Nicole está no segundo ano do ensino médio. Quer fazer educação física quando terminar a escola. Estuda há sete anos no Salvador, mas parou de estudar por um tempo porque se mudou de bairro e não se adaptou à outra escola.

Nicole de Assis, 18 anos

Perguntada sobre o que acha da escola, diz rindo. “Quando passei aqui pela primeira vez, olhei pra cá e pensei: 'mano, essa escola deve ser uma bosta, não sei se vou querer estudar aqui'. Mas vim pra cá e conheci tanta gente, que me acolheu como se me conhecesse há muito tempo… É uma das melhores escolas em que já estudei.

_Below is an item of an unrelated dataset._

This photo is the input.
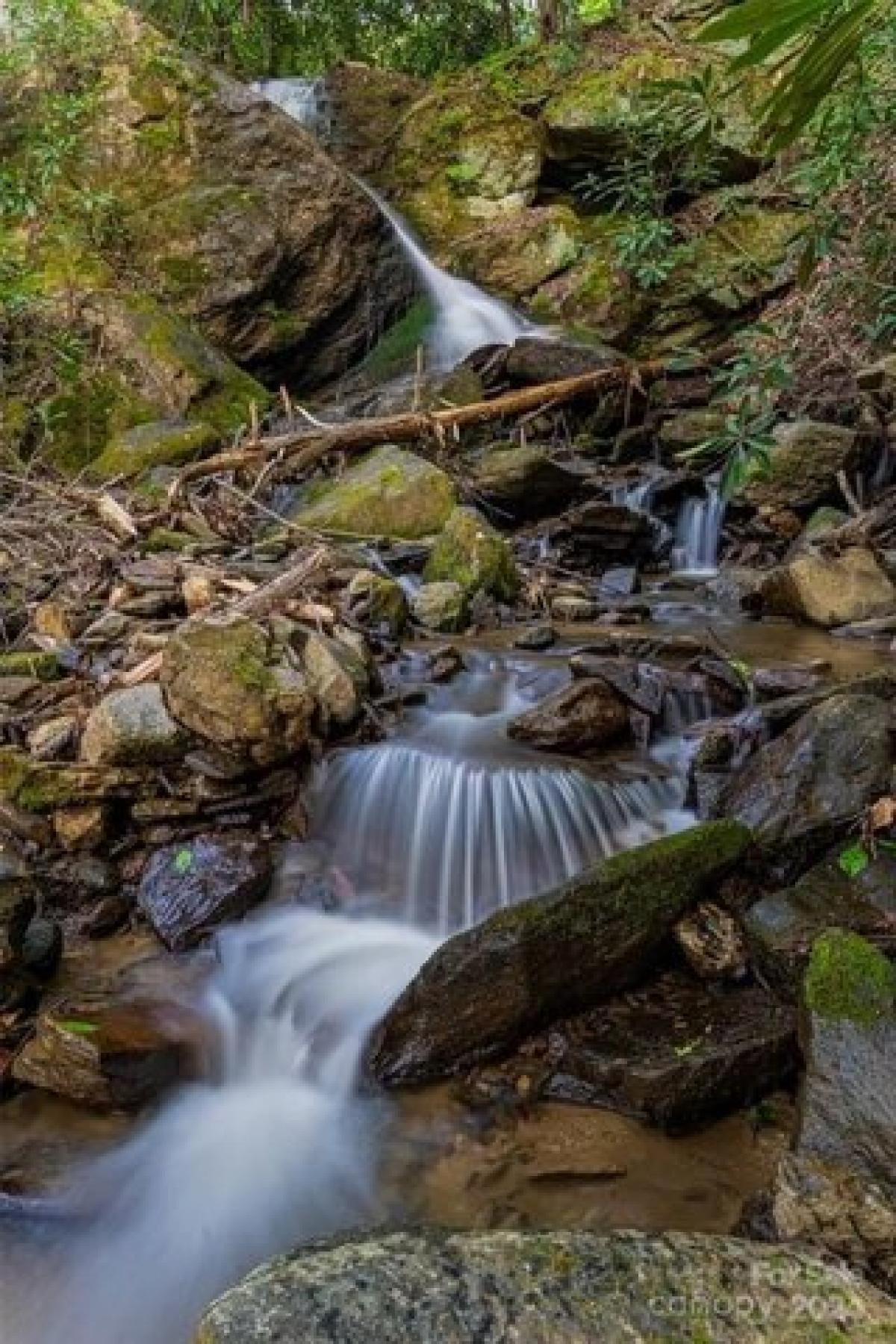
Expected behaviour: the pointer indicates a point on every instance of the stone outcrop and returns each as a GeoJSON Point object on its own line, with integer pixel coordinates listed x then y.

A gente se trata como família, um cuida do outro”. Quando sua mãe ficou sabendo que a escola poderia fechar, ficou triste. “Minha mãe nunca foi presente porque trabalha demais. Tem três empregos, não tem tempo para vir na escola. Mas quando falei que a escola ia fechar ela sentiu um baque, porque ela sabe que eu gosto daqui. Eu chorei muito, e ela me consolou”, conta. A maioria dos alunos da Salvador será deslocada para a Escola Estadual Professor Francisco de Assis Pires Correa, a Chiquinho. Segundo Nicole, isso seria péssimo para o aprendizado dos alunos. “O Chiquinho já é lotado, e vai ficar mais agora. O contrário seria melhor, mandar os alunos das escolas lotadas pra cá. Já que falam que a nossa escola é vazia, não tem demanda de alunos, por que não trazer os alunos de lá pra cá?”, questiona. Ela diz que os alunos não tem intenção de desistir, e que vão continuar se mobilizando até que sua escola continue aberta. “A direção e professores falaram que não ia ter como voltar atrás, que a escola ia fechar e não tinha outro jeito. E eles querem fazer nossa cabeça pra desistir também, de que não vale a pena lutar contra algo que já tá escrito e que vai fechar. Mas a gente é persistente. A gente é guerreiro, tipo o Corinthians”.